Irlande: interruption du maintien en vie d'une femme enceinte

La Haute Cour d'Irlande a autorisé vendredi les médecins à interrompre le maintien en vie d'une femme enceinte cliniquement morte. Ce cas avait relancé le débat sur le strict encadrement de l'avortement dans ce pays.

Cette femme de 26 ans était enceinte de 14 semaines lorsqu'elle a été déclarée cliniquement morte le 3 décembre, à cause d'une lésion cérébrale. Malgré les demandes répétées de la famille d'arrêter les traitements, les médecins la maintenaient en vie sur la base du principe constitutionnel irlandais qui reconnaît à une femme et à son enfant à naître un droit égal à la vie.

Dans sa décision, la Haute Cour qui siège à Dublin a estimé que garder la jeune mère en vie serait la priver de sa dignité et soumettre son père, son compagnon et ses deux jeunes enfants à une "détresse inimaginable".

"L'état de la mère se dégrade à une telle vitesse et jusqu'à un tel degré qu'il ne sera pas possible que la grossesse se poursuive pendant encore longtemps ou jusqu'à une naissance en vie", ont souligné les juges. Ils ont estimé que le maintien en vie était "un exercice futile qui n'a débuté qu'en raison de craintes de potentielles conséquences juridiques".

Ce cas a ravivé le débat sur les strictes règles d'avortement en Irlande, pays de forte tradition catholique et l'un des plus restrictifs de l'Union européenne (UE) en la matière.

Loi sur l'avortement

Jusqu'à l'année dernière, l'avortement y était interdit. Aucune loi n'avait été votée pour faire appliquer une décision de la Cour suprême de 1992 en vertu de laquelle l'interruption de grossesse pouvait être permise en cas de danger pour la vie de la mère.

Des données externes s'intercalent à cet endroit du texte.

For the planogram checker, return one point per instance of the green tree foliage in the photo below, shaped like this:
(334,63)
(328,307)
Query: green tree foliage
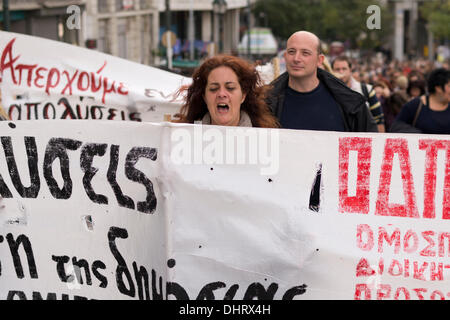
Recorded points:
(437,13)
(331,20)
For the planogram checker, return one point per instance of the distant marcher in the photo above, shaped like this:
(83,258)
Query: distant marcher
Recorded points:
(342,69)
(428,113)
(226,91)
(307,97)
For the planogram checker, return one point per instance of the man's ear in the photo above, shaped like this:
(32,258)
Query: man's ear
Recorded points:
(321,59)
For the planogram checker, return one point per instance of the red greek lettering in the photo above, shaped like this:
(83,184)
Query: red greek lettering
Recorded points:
(360,202)
(39,76)
(395,264)
(418,272)
(121,90)
(83,75)
(427,252)
(407,247)
(50,84)
(446,200)
(29,108)
(384,291)
(442,243)
(69,82)
(363,268)
(437,293)
(11,113)
(431,148)
(382,235)
(362,288)
(30,69)
(7,53)
(46,113)
(383,207)
(437,273)
(405,293)
(368,244)
(107,90)
(94,87)
(419,291)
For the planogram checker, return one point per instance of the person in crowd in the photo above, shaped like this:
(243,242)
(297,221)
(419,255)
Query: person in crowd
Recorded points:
(226,91)
(428,113)
(342,68)
(309,98)
(401,84)
(416,89)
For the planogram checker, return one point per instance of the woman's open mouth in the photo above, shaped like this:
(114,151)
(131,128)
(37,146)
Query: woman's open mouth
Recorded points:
(222,108)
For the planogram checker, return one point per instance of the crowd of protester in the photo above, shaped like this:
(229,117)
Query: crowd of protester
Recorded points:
(395,83)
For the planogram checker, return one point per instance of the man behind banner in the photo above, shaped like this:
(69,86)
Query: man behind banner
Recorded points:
(307,97)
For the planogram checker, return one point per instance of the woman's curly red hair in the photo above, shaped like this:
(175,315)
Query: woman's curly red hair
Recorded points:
(251,84)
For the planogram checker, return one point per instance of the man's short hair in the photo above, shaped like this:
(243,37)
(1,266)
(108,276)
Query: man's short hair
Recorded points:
(342,58)
(319,47)
(438,78)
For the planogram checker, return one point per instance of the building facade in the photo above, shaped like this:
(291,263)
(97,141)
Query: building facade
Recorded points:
(411,36)
(224,31)
(47,19)
(124,28)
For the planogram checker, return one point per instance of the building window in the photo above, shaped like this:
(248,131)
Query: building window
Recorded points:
(122,38)
(102,6)
(102,43)
(144,4)
(124,5)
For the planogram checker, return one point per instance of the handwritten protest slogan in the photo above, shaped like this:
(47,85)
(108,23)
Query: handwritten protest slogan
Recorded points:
(44,79)
(98,210)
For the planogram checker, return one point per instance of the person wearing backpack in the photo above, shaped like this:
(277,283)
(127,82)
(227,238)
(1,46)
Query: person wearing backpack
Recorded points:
(342,68)
(429,113)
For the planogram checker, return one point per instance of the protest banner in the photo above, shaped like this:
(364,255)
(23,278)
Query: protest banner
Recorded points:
(127,210)
(46,79)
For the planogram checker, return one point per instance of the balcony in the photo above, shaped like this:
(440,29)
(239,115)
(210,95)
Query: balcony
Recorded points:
(39,4)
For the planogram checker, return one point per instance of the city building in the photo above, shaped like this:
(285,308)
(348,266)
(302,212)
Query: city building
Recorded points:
(220,22)
(45,18)
(411,36)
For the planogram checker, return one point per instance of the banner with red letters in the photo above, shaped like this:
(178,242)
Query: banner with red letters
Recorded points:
(43,79)
(126,210)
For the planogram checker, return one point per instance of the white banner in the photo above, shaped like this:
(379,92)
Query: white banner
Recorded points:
(45,79)
(148,211)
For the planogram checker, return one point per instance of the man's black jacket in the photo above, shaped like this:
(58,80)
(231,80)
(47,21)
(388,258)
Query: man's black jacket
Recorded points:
(356,115)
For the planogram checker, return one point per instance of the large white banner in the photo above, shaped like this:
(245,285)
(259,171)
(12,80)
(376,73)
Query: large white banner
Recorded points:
(162,211)
(45,79)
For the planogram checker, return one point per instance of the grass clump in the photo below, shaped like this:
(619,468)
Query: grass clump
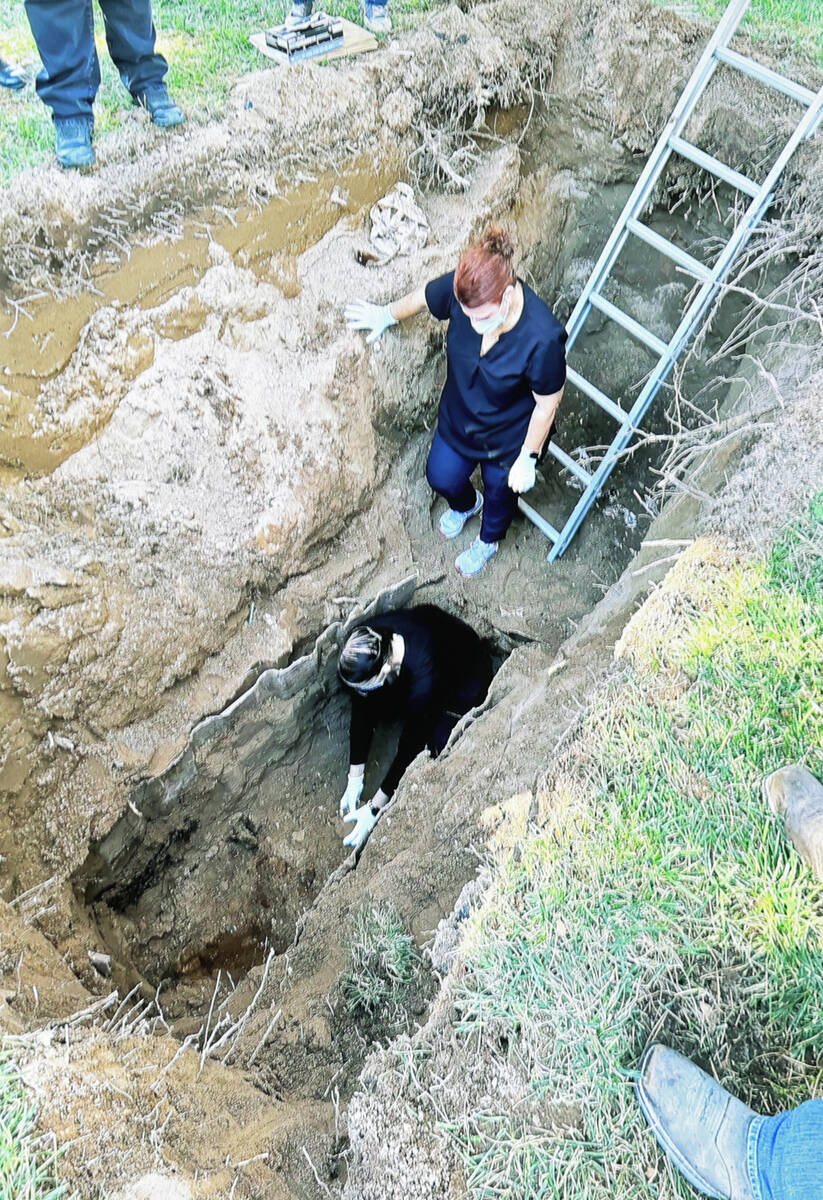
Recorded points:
(794,25)
(26,1168)
(658,900)
(384,965)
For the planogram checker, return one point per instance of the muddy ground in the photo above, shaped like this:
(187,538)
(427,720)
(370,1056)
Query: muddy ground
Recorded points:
(205,475)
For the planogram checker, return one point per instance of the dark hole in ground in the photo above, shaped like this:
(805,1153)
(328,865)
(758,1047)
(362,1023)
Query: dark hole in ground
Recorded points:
(227,862)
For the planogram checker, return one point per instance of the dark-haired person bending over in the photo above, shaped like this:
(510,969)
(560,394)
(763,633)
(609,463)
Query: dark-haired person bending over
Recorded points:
(418,664)
(505,376)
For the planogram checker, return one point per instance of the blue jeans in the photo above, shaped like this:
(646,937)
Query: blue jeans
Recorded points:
(786,1155)
(449,472)
(65,35)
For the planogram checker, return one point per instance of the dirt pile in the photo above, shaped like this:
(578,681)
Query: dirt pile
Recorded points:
(205,474)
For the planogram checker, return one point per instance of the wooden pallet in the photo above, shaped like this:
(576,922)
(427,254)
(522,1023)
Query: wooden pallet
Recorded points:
(355,41)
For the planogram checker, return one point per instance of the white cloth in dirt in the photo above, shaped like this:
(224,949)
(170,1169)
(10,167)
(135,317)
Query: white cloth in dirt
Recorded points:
(398,225)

Une loi a finalement été votée en juillet 2013, à la suite du cas très médiatisé d'une femme morte d'une septicémie en octobre 2012. Elle s'était vue refuser un avortement alors qu'elle était en train de faire une fausse couche.

Ce texte autorise l'avortement si la poursuite de la grossesse fait courir à la femme un "risque réel et substantiel" pour sa vie. Il prévoit qu'en cas de risque de suicide, l'avis unanime d'un obstétricien et de deux psychiatres soit requis.

En 2012, 3982 Irlandaises, dont 124 âgées de moins de 18 ans, s'étaient rendues au Royaume-Uni pour un avortement, selon le ministère britannique de la Santé.